第一点,关于区别对待。我们已经提交了山东省服刑人员办理结婚登记的大量案例——监狱系统这些年一直把协助服刑人员结婚当作亲情帮教的成绩来宣传,可具体到这件申请,一年多来无人处理、无人答复,声称不属于业务范畴。这既违背监狱系统一贯的行为模式,也违背人情常理,实质上剥夺了两人的结婚权利。对这一明显的区别对待,被申请人该怎么解释?例外对待的依据又是什么?

第二点,关于为什么申请听证。律师说,监狱管理局一再强调这不在职责范围;可我3月底去鲁南监狱问进度时,狱政科科长当面说的是——监狱去年就把申请上报了,一直没等到局里的回复,所以什么都做不了。而5月在监狱管理局现场,两位工作人员一边说去年收到了上报、已经“让北京相关部门”答复我,一边又说不属于职责范围。到了这次的书面答复里,对“到底有没有收到上报、之后怎么处理了”,却一个字都没提。这几方的说法互相对不上,光靠书面来回弄不清楚。
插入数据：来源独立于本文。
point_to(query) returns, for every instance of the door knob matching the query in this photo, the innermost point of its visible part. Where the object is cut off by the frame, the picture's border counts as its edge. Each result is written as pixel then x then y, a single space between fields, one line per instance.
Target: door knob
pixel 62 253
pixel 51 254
只有通过听证,让鲁南监狱当面说明:申请到底有没有上报?如果上报了,管理局是怎么处理的?从这一连串反常的表现,加上申请一拖再拖这么久,是不是有理由怀疑——其实早已作出了一个“不允许”的处理,只是从来没有以书面形式告诉过当事人?这些,只有各方到庭、当面质证才弄得清。

承办人说,我和律师的意见,他都逐一记录了。

接着,承办人问了我两个问题。

“那到底是北京的哪个部门”

第一个,关于“北京相关部门”。他向我确认:“确实没有任何北京的相关部门跟你告知过吗?”

我说:“没有。而且他们(监狱管理局)从头到尾也没说清楚,到底是北京的哪个部门、按哪个程序告知。”

他问:“他们没明确说是哪个部门?”

我说:“对。当时他们问我,我说没收到告知,他们就说‘这个有歧义,我们记录一下’——意思是他们确实落实了,但我说没有。他们还强调会跟进。可到现在,这个跟进的结果也没回复过我。我回去查了法规,我的结婚申请程序还都在山东省内,怎么会、通过哪条法规程序涉及到北京,我没查到。我也在等他们把这个说清楚。”

“亲自到场”这一步,我一个人真完不成

第二个问题,是问我向民政部门电话咨询的情况。他问得很细——当时我打电话是怎么问的、哪个民政局、民政局有没有明确说服刑人员必须到场。我说,我当时打电话就是问一下服刑人员结婚登记的基本流程,民政局怎么答复的,我在复议申请书里写得很清楚了。我也坦诚表示,那通电话我没有保存通话记录。

律师在旁边补充说,服刑人员登记要本人到场这一条,其实不用打电话问,婚姻登记条例里写得很清楚了。我也想起去年查过的婚姻登记条例和山东省的政策文件,就说,那我可以把民政部门的这些规定作为附件证据,一并提交给你们。

承办人又问:“婚姻登记条例又新修订了吧?”律师说:“修订之前和之后的条例,都规定了双方亲自到场。”

律师接着说:“至于怎么完成登记,提交的案例都列举得很清楚了,无非两条路:要么民政部门到监狱里办手续,那监狱得协调非服刑那一方到场;要么监狱协调服刑人员到民政部门去办。不管哪一条,都得监狱系统主动去协调、去做。这么多现成的案例都办成了,说明这事对他们来说办过很多回、也不难办——可偏偏就是办不成。”

承办人最后总结说:今天你和律师讲的,我都如实记录了;后续程序我们会依法进行;你提的那些程序申请,我们审核之后认为应当的,会在规定期限内及时告知;等收到处理决定,你们也有法定的救济渠道。

“你有抑郁症,要调整心态”

临了,他又特意叮嘱我一句,说进行程序要依法依规。我当场没有接话。心里想的是:依法依规这句话,好像不该只对我这个奔波了一年多、至今什么书面处理结果都没有的申请人一方说。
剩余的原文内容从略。